Saturday, December 6, 2008

Two Recalls You Can Not Trace To Retail Stores

Last week DeNunzio's Sausage recalled 36,388 pounds of Polish Kielbasa, and John Soules Foods recalled 8,496 pounds of cooked chicken strips. Both recalls were based on the food manufacturers' failure to disclose known food allergens on their labels. Normally, this site reports or links to the retail stores that received the recalled products so that consumers can be aware of possible dangers.

A new policy by the USDA will prevent this blog and others from revealing the names of the retail stores that received the recalled meats. The policy precludes the USDA from revealing retail consignees by designating the recalls as Class II recalls. Earlier this year, the USDA classified the massive recall of downer cows as a Class II recall.
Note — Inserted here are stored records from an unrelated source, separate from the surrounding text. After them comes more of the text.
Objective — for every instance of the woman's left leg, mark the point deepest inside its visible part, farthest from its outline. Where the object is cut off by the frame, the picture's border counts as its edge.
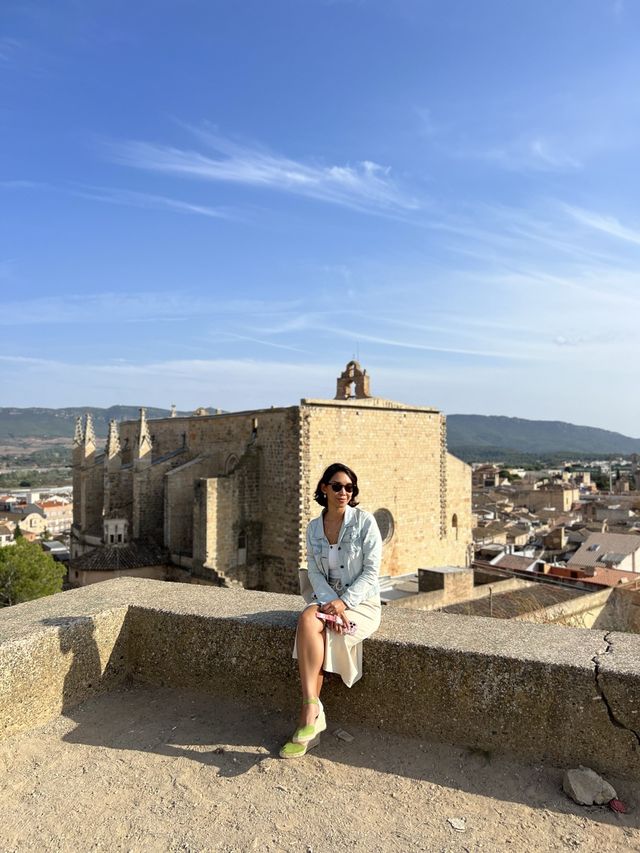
(310, 648)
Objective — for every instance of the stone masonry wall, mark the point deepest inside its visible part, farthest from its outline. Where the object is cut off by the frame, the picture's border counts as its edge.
(397, 455)
(534, 691)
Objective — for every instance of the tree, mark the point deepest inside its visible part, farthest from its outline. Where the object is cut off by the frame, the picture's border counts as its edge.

This flaw in reporting requirements is not unintentional. It is part of the design of the Bush administration to enable industries to self-police and regulate their own bad acts. The consumer suffers and industry gets to continue to limit information about recalled products.

To anyone with a food allergy unlucky enough to have purchased a product recalled for an undeclared allergen, the recall was not low-risk at all. All Class I and Class II (to the extent they exist at all) recalls should have a mandatory requirement that all retail recipients of recalled products be revealed.